Adhesive properties of Ata. (A) Dose-dependent binding of Ata to selected ECM/BM components. ECM/BM proteins, including collagen types I, II, III, IV, and V, heparan, fibronectin, vitronectin, and laminin, and BSA (as a control) were used at 5 μg/well, and binding of Ata was quantified by ELISA. Data points represent the means from four independent experiments ± SEM. (B) Binding of A. baumannii ATCC 17978, Δata, and Δata-c induced with 2% arabinose or 0.2% glucose to immobilized collagen type IV. The bars indicate the means from three independent experiments ± SEM. P values were determined by one-way ANOVA with Tukey's post hoc analysis. ns, not significant.

Fig 5

Survival curves of mice (n = 8; C57BL/6) following intraperitoneal infection with A. baumannii ATCC 17978 (1.6 × 10⁷ CFU/mouse), Δata (1.6 × 10⁷ CFU/mouse), Δata-pLVB-Ata (ata gene with its native promoter cloned into pBAD18Kan-Ori; 1.4 × 10⁷ CFU/mouse), and Δata-pBAD18Kan-Ori (empty vector pBAD18Kan-Ori; 1.2 × 10⁷ CFU/mouse).
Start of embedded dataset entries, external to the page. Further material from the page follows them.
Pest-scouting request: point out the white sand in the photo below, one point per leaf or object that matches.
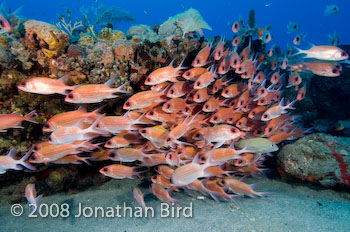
(293, 208)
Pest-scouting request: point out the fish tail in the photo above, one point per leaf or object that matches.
(120, 88)
(28, 117)
(23, 160)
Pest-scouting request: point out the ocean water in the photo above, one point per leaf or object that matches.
(219, 15)
(77, 195)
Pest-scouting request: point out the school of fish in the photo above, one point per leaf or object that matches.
(198, 128)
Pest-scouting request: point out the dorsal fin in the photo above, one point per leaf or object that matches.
(12, 153)
(110, 82)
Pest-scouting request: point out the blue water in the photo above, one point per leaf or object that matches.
(218, 14)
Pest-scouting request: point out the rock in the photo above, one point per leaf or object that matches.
(317, 158)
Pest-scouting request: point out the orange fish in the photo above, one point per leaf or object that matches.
(201, 95)
(94, 93)
(144, 99)
(168, 73)
(72, 159)
(177, 106)
(31, 196)
(119, 171)
(127, 154)
(52, 152)
(205, 79)
(241, 188)
(44, 85)
(163, 194)
(9, 162)
(276, 111)
(65, 135)
(14, 120)
(202, 56)
(301, 93)
(139, 197)
(70, 118)
(193, 73)
(219, 49)
(124, 140)
(179, 89)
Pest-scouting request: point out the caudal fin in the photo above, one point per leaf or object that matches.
(24, 163)
(28, 117)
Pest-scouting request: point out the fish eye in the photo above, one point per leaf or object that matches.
(112, 155)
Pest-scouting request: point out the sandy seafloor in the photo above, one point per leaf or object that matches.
(293, 207)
P = 0.0005 by log-rank test in a Kaplan-Meier analysis of wild-type ATCC 17978 versus Δata and ATCC 17978 versus Δata-pBAD18kan-Ori.

Fig 6

Analysis of Ata expression among A. baumannii clinical isolates. (A) Flow-cytometric analysis of Ata production among A. baumannii clinical isolates positive for the ata gene by PCR. A. baumannii strains were grown in LB and probed with rabbit anti-Ata antibodies and a secondary goat anti-rabbit Alexa 488 fluorescent antibody. Approximately 500,000 cells were then analyzed by flow cytometry, and antibody binding was expressed as mean fluorescent intensity (MFI). Bars represent the fold ratio (in MFI) of each A. baumannii clinical isolate to the MFI of the ATCC 17978 Δata strain. (B) Western blot (WB) analysis of Ata levels in 4 strains producing high levels of Ata (ATCC 17978, S19, I30, and N10) and in 4 strains producing low levels of Ata (I42, I25, I31, and I28) as determined by FACS and the Ata-negative strain ATCC 17978 Δata, which was used as a control. Migration distances of molecular mass markers (in kDa) are indicated on the left. (Strains used for WB analysis are highlighted with arrows in panel A). Outer membrane proteins were extracted, resolved by SDS-PAGE, and transferred to a PVDF membrane, and Ata was detected by WB with anti-Ata rabbit antibodies and a secondary goat anti-rabbit IgG.